Robotic surgical simulators have helped partially bridge the gap between the cost-effective uses of surgery bots, but virtually simulating the actual movements of organs has never been precise or realistic enough to make them right for training.
"It is time we gave up on VR for surgical training--the HoST system allows a view of real anatomy, bleeding, and tissue characteristics that would take an immense amount of programming to replicate," says Dr. Abaza. "The real point of simulation is not to show that we can make a simulation that looks real, but to teach our surgeons in training how to make the connections between their brain and hands to execute the complex steps of an operation." And it's that rigorous, step-by-step process that others find most effective.

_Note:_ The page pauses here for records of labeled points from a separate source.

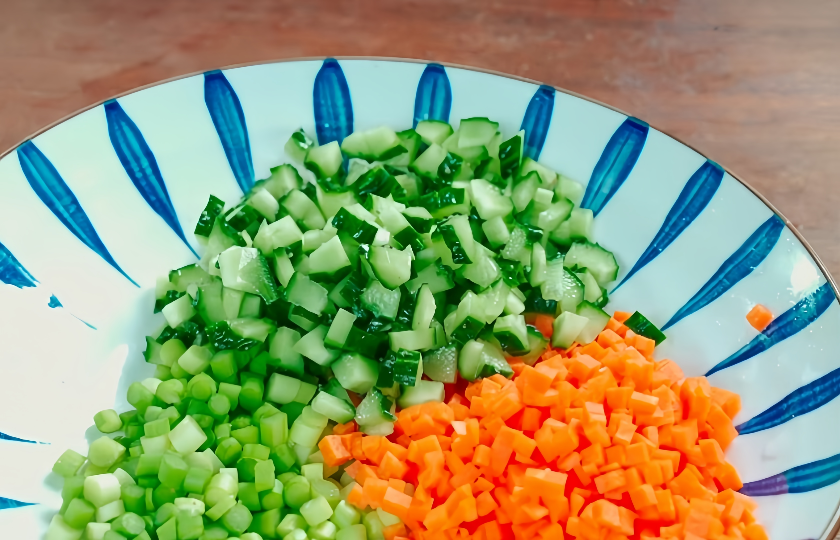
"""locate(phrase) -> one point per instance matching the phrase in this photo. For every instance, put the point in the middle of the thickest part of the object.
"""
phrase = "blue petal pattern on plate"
(615, 164)
(537, 119)
(12, 272)
(53, 192)
(5, 437)
(693, 199)
(5, 503)
(332, 105)
(801, 401)
(229, 119)
(785, 325)
(800, 479)
(140, 165)
(433, 100)
(738, 266)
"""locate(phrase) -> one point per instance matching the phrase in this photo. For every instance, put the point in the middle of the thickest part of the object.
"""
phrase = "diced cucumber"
(537, 275)
(264, 203)
(512, 334)
(330, 202)
(377, 144)
(567, 327)
(422, 392)
(597, 321)
(428, 163)
(283, 179)
(313, 347)
(639, 324)
(374, 409)
(251, 306)
(355, 372)
(435, 276)
(390, 266)
(548, 178)
(383, 302)
(524, 191)
(325, 161)
(419, 218)
(600, 262)
(537, 343)
(329, 260)
(488, 200)
(307, 294)
(333, 408)
(303, 210)
(424, 309)
(282, 348)
(256, 329)
(468, 319)
(441, 364)
(340, 329)
(282, 233)
(413, 340)
(209, 302)
(562, 286)
(433, 131)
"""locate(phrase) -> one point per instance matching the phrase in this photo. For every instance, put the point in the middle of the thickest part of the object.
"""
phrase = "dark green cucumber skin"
(639, 324)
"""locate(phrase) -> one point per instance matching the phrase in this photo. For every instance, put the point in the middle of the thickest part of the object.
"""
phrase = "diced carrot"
(759, 317)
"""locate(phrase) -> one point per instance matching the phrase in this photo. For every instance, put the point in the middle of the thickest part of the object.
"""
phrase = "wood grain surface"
(754, 85)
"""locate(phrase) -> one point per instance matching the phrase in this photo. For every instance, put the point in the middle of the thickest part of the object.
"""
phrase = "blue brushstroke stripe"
(5, 437)
(12, 272)
(693, 199)
(800, 479)
(433, 100)
(738, 266)
(6, 504)
(141, 166)
(54, 193)
(789, 323)
(615, 164)
(331, 103)
(537, 119)
(801, 401)
(229, 119)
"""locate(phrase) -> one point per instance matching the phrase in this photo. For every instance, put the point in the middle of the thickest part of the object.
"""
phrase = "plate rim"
(834, 524)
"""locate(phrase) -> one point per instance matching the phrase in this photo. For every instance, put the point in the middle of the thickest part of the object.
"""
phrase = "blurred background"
(754, 85)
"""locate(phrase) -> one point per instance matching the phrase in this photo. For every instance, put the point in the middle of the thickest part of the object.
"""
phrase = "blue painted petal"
(140, 165)
(5, 503)
(614, 166)
(12, 272)
(693, 199)
(801, 479)
(797, 318)
(738, 266)
(5, 437)
(433, 100)
(229, 119)
(537, 119)
(54, 193)
(801, 401)
(331, 103)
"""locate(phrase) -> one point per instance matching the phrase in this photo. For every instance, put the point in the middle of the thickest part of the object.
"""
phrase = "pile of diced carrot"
(598, 442)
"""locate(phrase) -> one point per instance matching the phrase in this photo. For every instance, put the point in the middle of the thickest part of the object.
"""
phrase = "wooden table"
(755, 85)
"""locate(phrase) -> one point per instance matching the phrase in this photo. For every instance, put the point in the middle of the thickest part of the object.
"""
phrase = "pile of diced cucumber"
(360, 278)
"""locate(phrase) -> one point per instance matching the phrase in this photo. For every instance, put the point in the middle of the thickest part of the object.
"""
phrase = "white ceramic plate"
(93, 209)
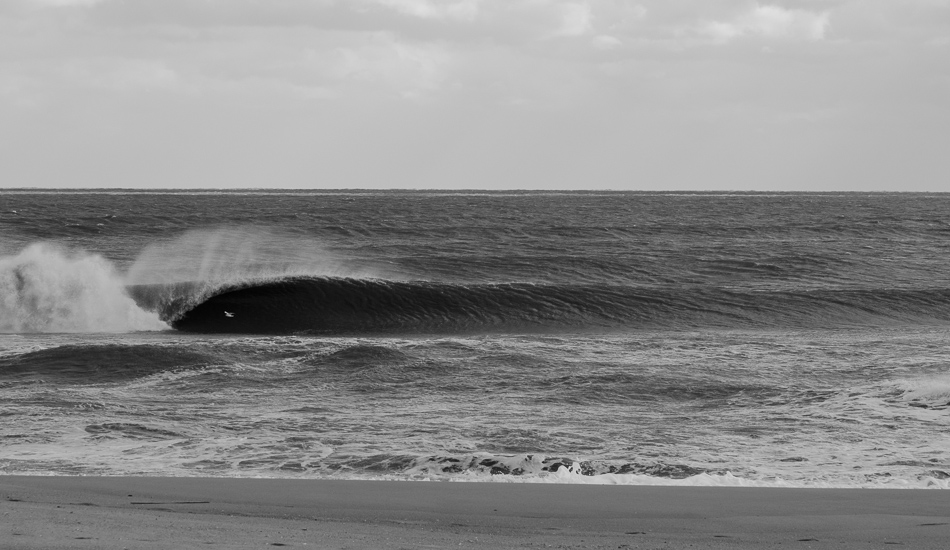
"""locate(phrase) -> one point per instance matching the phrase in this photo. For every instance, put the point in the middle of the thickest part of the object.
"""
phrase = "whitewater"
(714, 339)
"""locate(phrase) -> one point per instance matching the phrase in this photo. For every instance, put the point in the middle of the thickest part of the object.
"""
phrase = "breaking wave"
(45, 288)
(339, 305)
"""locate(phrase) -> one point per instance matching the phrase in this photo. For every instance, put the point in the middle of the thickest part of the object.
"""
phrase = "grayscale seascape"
(794, 339)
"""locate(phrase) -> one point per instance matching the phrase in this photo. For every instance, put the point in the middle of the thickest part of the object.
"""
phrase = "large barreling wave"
(339, 305)
(254, 281)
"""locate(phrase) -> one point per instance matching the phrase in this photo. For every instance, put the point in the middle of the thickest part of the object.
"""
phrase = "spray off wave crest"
(171, 277)
(46, 288)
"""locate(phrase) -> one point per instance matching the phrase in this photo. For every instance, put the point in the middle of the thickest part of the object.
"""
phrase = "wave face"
(788, 340)
(345, 305)
(45, 288)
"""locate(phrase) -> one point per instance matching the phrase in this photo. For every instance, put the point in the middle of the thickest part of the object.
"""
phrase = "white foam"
(46, 288)
(234, 255)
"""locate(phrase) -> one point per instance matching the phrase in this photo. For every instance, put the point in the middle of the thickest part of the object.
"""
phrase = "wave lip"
(339, 305)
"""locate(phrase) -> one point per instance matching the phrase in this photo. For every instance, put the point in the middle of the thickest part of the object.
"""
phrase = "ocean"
(750, 339)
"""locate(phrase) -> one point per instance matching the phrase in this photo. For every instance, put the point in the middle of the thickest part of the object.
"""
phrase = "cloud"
(459, 9)
(769, 21)
(66, 3)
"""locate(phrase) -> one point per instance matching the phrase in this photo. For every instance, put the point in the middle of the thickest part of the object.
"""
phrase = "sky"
(476, 94)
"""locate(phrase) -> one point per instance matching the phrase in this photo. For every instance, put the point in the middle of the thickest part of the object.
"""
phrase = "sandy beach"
(146, 512)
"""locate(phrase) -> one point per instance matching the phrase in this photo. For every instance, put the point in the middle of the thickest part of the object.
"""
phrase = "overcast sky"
(556, 94)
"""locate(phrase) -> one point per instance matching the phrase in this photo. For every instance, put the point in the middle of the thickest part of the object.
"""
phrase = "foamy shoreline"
(159, 512)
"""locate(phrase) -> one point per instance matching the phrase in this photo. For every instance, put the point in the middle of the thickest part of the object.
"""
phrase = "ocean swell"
(341, 305)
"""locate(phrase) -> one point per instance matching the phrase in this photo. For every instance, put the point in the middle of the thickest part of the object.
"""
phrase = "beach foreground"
(154, 512)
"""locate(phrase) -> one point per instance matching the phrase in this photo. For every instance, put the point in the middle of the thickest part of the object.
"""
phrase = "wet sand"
(152, 512)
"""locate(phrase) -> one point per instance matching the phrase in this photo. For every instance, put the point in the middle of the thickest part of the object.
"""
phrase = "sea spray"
(46, 288)
(174, 275)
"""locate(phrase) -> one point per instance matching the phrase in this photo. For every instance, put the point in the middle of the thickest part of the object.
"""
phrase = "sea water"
(683, 338)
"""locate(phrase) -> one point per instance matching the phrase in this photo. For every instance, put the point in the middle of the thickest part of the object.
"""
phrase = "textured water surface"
(797, 339)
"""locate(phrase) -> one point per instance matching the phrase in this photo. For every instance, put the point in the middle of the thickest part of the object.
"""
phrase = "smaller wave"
(927, 392)
(45, 288)
(100, 363)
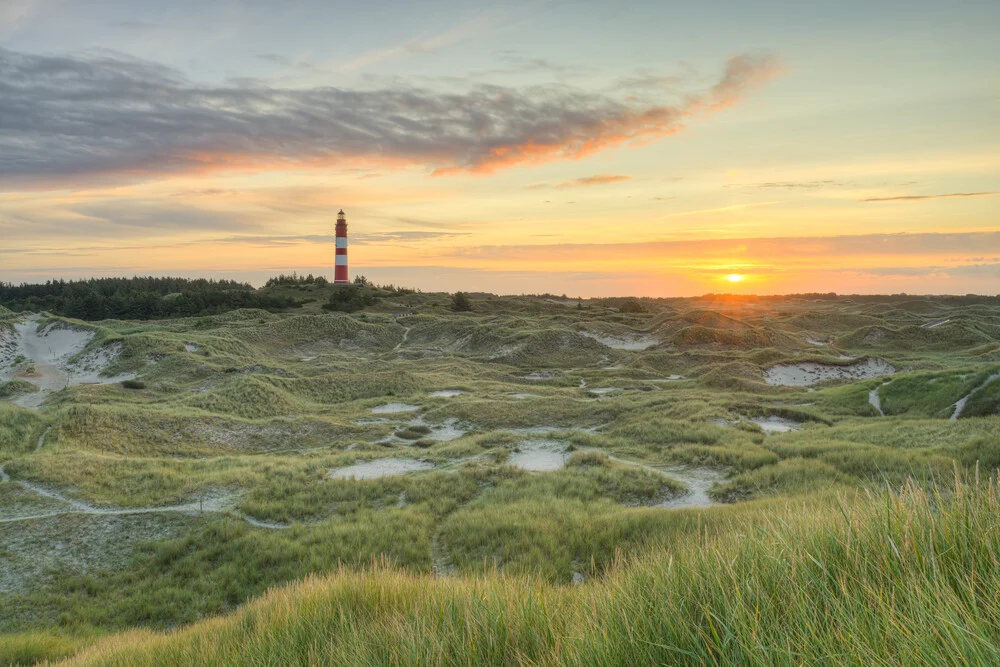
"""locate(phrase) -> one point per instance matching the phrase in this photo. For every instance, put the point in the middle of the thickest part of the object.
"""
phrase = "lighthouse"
(340, 269)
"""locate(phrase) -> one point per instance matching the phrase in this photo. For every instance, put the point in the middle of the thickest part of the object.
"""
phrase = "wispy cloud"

"Checklist-based learning, a lesson medicine is learning from the military. i.e. to do things 'by the book' though check listing vs. memory, which can be faulty when fatigued or stressed and performance metrics to track progress is a good idea," says Dr. Tony Errichetti, Chief of Virtual Medicine, New York College of Osteopathic Medicine, New York. "The ability to 'prescribe' specific problems (i.e. creating scenarios) for physicians to practice their skills as needed or warm up before surgery is also a big plus."
Like any new technology, particularly where actual lives are at stake, not everyone is eager to leap forward with this system.
"Surgery does not get taught in 'passive' mode while a surgeon is guiding your hand. It is taught on 'active' mode while the trainee him or herself learns how to train the muscles to perform an effective motion," says Dr. Eduardo Mendez, Assistant Professor, Department of Otolaryngology, University of Washington, Seattle. "I would be concerned that 'guiding' a surgeon's hand through this process could hamper that active 'try and re-try' process which is so critical for learning, and it might be too constricting."
Dr. Guru agrees but says the safety of the patient is paramount, and he adds that the majority of their tries should be performed outside the body of the patient in order that they may succeed within. "This technology creates that bridge," he says.